Tuhan ingin mengenal dirinya melalui penciptaan alam ini. Dengan demikian dalam
alam raya ini terdapat potensi ketuhanan yang dapat didayagunakan untuk
mengenal-Nya. Dan apa yang ada di alam raya ini pada akhirnya akan kembali
kepada Tuhan.
Hadis berikut menyatakan:
لاَ يَزَالُ الْعَبْدُ
يَتَقَرَّبُ اِلَيَّ بِالنَّوَافِلِ حَتَّى أُحِبَّهُ فَاِذَا أَحْبَبْتُهُ كُنْتُ
سَمْعَهُ الَّذِيْ يَسْمَعُ وَبَصَرَهُ الَّذِىْ يَبْصُرُ بِهِ وَلِسَانَهُ
الَّذِى يَنْطِقُ بِهِ وَيَدَهُ الَّذِى يَبْطِشُ بِهَا وَرِجْلَهُ الَّذِى
يَمْشِى بِهَا فَبِى يَبْصِرُ وَبِى يَنْطِقُ وَبِى يَعْقِلُ وَبِى يَبْطِشُ وَبِى
يَمْشِى.
“Senantiasalah seorang hamba itu
mendekatkan diri kepada-Ku dengan amalan-amalan sunat sehingga Aku
mencintainya. Maka apabila mencintainya maka jadilah Aku pendengarannya yang
dia pakai untuk mendengar, matanya yang dia pakai untuk melihat dan lidahnya
yang dia pakai untuk berbicara dan tangannya yang dia pakai untuk mengepal dan
kakinya yang dia pakai untuk berusaha; maka dengan Ku-lah dia mendengar,
melihat, berbicara, berfikir, meninju dan berjalan.”[8]
Hadis tersebut di atas memberi
petunjuk bahwa antara manusia dan Tuhan bisa bersatu. Diri manusia bisa lebur
dalam diri Tuhan, yang selanjutnya dikenal dengan istilah al-fana’,
yaitu fana-nya makhluk sebagaiyang mencintai kepada diri Tuhan sebagai yang
dicintai.
Selanjutnya di dalam kehidupan Nabi
Muhammad Saw juga terdapat petunjuk yang menggambarkannya sebagai seorang sufi.

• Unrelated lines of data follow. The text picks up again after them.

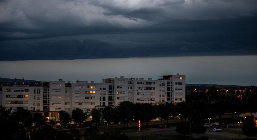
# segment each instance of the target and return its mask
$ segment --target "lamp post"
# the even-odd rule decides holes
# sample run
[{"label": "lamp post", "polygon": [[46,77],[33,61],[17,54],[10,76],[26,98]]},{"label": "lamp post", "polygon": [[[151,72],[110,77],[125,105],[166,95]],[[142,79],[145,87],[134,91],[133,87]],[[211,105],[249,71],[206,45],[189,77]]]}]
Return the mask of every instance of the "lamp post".
[{"label": "lamp post", "polygon": [[245,118],[246,118],[246,117],[243,117],[243,118],[244,118],[244,122],[245,121]]},{"label": "lamp post", "polygon": [[55,106],[55,128],[57,128],[57,127],[56,126],[56,120],[57,119],[56,119],[56,116],[57,116],[57,115],[56,114],[56,110],[57,109],[57,106]]},{"label": "lamp post", "polygon": [[[212,119],[212,118],[208,118],[208,119],[209,119],[209,123],[210,123],[210,119]],[[209,124],[209,131],[211,131],[211,130],[211,130],[211,125],[210,125]]]},{"label": "lamp post", "polygon": [[136,132],[136,120],[133,119],[133,120],[134,120],[134,132]]},{"label": "lamp post", "polygon": [[209,102],[209,96],[208,96],[208,95],[206,95],[206,96],[207,96],[207,97],[208,97],[208,102]]}]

Nabi Muhammad Saw telah melakukan pengasingan diri ke Gua Hira’ menjelang
datangnya wahyu. Dia menjauhi pola hidup kebendaan di mana waktu itu orang Arab
terbenam di dalamnya, seperti dalam praktek perdagangan yang menggunakan segala
cara yang menghalalkan.
Selama di Gua Hira yang ia kerjakan
hanyalah tafakkur, beribadah dan hidup sebagai seorang yang zahid. Beliau hidup
sederhana, terhkadang mengenakan pakaian tambalan, tidak memakan makanan atau
meminum minuman kecuali yang halal, dan setiap malam senantiasa beribadah
kepada Allah Swt, sehingga Siti Aisyah, isteri beliau bertanya: “Mengapa Engkau
berbuat begini ya Rasulullah, sedangkan Allah senantiasa mengampuni dosamu.”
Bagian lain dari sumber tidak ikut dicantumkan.